Fri. Apr 19th, 2024

The Altoona Curve came from behind again on Wednesday night against Akron at Blair County Ballpark.
After Ben Francisco crashed a solo home run for the Aeros with one out in the top of the second inning, Curve pitching took over and Altoona staged a comeback of their own for a 5-1 win.
Ian Snell, on short rations because the Pirate organization wishes to have him pitch against Erie in Saturday’s game to be played at PNC Park in Pittsburgh, went just the opening two innings. Snell gave up two hits, including Francisco’s dinger in the second, with one strikeout and no walks, then gave way to Patrick O’Brien.
O’Brien, a right-hander, who was the Pirates’ 39th round selection in the June 1999 draft out of Walsh Jesuit High School in suburban Akron, Ohio was added to the Curve roster from Lynchburg to pitch on Wednesday. He is taking classes at Notre Dame, having completed three and 1/2 years as an undergrad. O’Brien was 3-3 with an ERA of 4.28 in 16 games (10 starts) at Lynchburg.
Following Snell to the mound, O’Brien (1-0) pitched four innings of scoreless one-hit ball to pick up the win in his first outing at the Double-A level. He walked one and struck out one, retiring the first 10 batters he faced.

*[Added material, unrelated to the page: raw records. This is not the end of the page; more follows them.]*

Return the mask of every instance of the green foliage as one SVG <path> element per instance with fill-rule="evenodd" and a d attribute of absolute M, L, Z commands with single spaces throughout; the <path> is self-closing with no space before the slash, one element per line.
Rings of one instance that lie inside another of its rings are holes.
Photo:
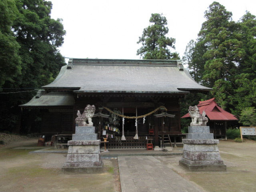
<path fill-rule="evenodd" d="M 143 30 L 141 37 L 137 43 L 142 47 L 137 50 L 137 55 L 143 59 L 180 59 L 177 52 L 171 53 L 168 47 L 175 49 L 176 40 L 166 36 L 169 29 L 166 26 L 167 20 L 160 14 L 151 14 L 149 20 L 151 25 Z"/>
<path fill-rule="evenodd" d="M 256 126 L 256 109 L 254 107 L 247 107 L 243 109 L 239 122 L 244 126 Z"/>
<path fill-rule="evenodd" d="M 238 142 L 238 143 L 242 143 L 243 142 L 241 138 L 239 137 L 235 138 L 234 141 L 235 141 L 235 142 Z"/>
<path fill-rule="evenodd" d="M 181 129 L 181 132 L 183 134 L 188 133 L 188 127 L 183 127 Z"/>
<path fill-rule="evenodd" d="M 234 139 L 239 137 L 241 137 L 240 130 L 238 129 L 227 129 L 226 134 L 228 139 Z"/>
<path fill-rule="evenodd" d="M 235 22 L 232 12 L 216 2 L 204 16 L 184 58 L 195 80 L 212 88 L 208 97 L 241 117 L 242 110 L 256 107 L 256 16 L 246 12 Z"/>
<path fill-rule="evenodd" d="M 6 81 L 13 82 L 14 78 L 20 74 L 20 47 L 11 30 L 18 11 L 14 0 L 0 1 L 0 88 Z"/>
<path fill-rule="evenodd" d="M 0 130 L 18 125 L 18 105 L 36 93 L 20 92 L 51 82 L 65 64 L 57 48 L 66 31 L 61 20 L 51 18 L 52 7 L 51 2 L 43 0 L 0 2 L 0 88 L 5 92 L 20 92 L 0 94 Z"/>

“I’m happy to be able to help,” O’Brien said. “I was just trying to pitch like I did (at Lynchburg), keep the hitters off balance.”
O’Brien replaced Jason Alcala on the Curve roster after Alcala also picked up a win in his first Double-A performance against Akron on Tuesday. Alcala was sent to High-A Lynchburg to make room for O’Brien.
“It’s good to see that you have guys below that you know can come up and pitch at this level,” said Curve manager Tony Beasley. “It is very encouraging.”
Neil McDade pitched the final three innings for the Curve, allowing no runs and no hits with one walk to pick up his first save of the season.
While the Akron offense was being shut down by Snell, O’Brien and McDade, limited to just three hits, the Altoona bats thundered.
Shaun Skrehot, just back for the fifth year as a Curve, beat out a bunt hit to begin the third and moved up a base on a passed ball and scored on a single by hot-hitting Jeff Keppinger to tie the score.
In the fifth, the Curve moved into the lead for good. Chris Duffy was hit by a pitch to begin the home half of the inning, moved up to second on a groundout by Keppinger, whose two-for-five actually DROPPED his batting average to .405. With two outs, Curve cleanup hitter Josh Bonifay ripped a two run home run to put Altoona in front 3-1. Bonifay now has a team-leading 12 homers and 48 RBI, moving one dinger ahead of Yurendell DeCaster (11) and two ahead of Ray Sadler (10).
Sadler didn’t stay two homers behind for long though, smashing his 11th of the year an inning later with one out and the bases empty to push the lead to 4-1.
Dan Denhem tossed the first seven innings in his first Double-A star for Akron and didn’t pitch too badly yielding four runs on seven hits, with one K and three walks.
Oscar Alvarez took over for Denhem in the eighth and the Curve broke through for their final tally of the game. Duffy led off with an infield hit and Keppinger followed with another infield hit. Nate McLouth laid a perfect bunt down the third base line to load the bases on three straight hits that never left the infield. Alvarez got Bonifay to strike out, but Ryan Doumit hit a sacrifice fly deep enough to left to score the speedy Duffy from third base. Ronnie Paulino was safe on the Aeros only error of the game, but Alvarez got the dangerous Sadler to pop out to second. With his bunt single, McLouth now has reached base in a Curve record 28 straight games, breaking the old record of 27 set in 2002 by J. J. Davis.
“It’s kind of neat,” said McLouth. “It happened kind of on a cheap play. I guess they messed up on their bunt defense.”